Thomas Christensen is the Avalon Foundation Professor of Music and the Humanities at the University of Chicago, where he has taught since 1999. For the past seven years, he was Associate Dean and Master of the Collegiate Humanities Division at Chicago. Recently he was appointed as Director of the Masters of Arts Program in the Humanities at the University of Chicago.
A scholar of historical music theory and its intellectual and social contexts, he has published a number of monographs, including a major study of the music theory of Jean-Philippe Rameau in 1993. He was also the editor of the Cambridge History of Western Music Theory which appeared in 2002, and most recently, an anthology of essays published by Ashgate Press in 2014 entitled “The Work of Music Theory.” Professor Christensen has been the recipient of numerous fellowships and awards; he was a fellow at the Wissenschaftskolleg in Berlin Germany in 2011-12, and most recently the recipient of both an ACLS and a Guggenheim Fellowship to support his current research project entitled: Stories of Tonality: Fétis and the Tonal Imagination in the French Nineteenth Century, which will be published next year by the University of Chicago Press.
Professor Christensen earned his PhD from Yale University. Besides the University of Chicago, he has also taught at the University of Pennsylvania and the University of Iowa between 1992 and 1999.

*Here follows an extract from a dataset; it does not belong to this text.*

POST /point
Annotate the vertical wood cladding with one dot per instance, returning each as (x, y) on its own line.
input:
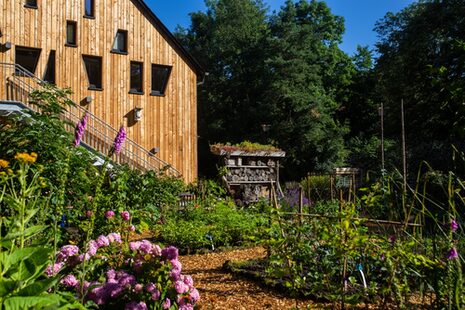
(168, 122)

Ian Cross (https://www.mus.cam.ac.uk/directory/ian-cross) is based in the Faculty of Music at the University of Cambridge, where he is Professor and Director of the Centre for Music and Science, leading a lively group of graduate students and postdoctoral researchers in exploring music, its materials and its effects from a wide range of scientific perspectives. His early research helped set the agenda for the study of music cognition; he has since published widely in the field of music and science, from the psychoacoustics of violins to the evolutionary roots of musicality. His current research explores music and speech as components of the human communicative toolkit, and the consequences of children's engagement in group musical activities on the development of their capacity for empathy. Ian is a Fellow of Wolfson College, Cambridge and is also a classical guitarist.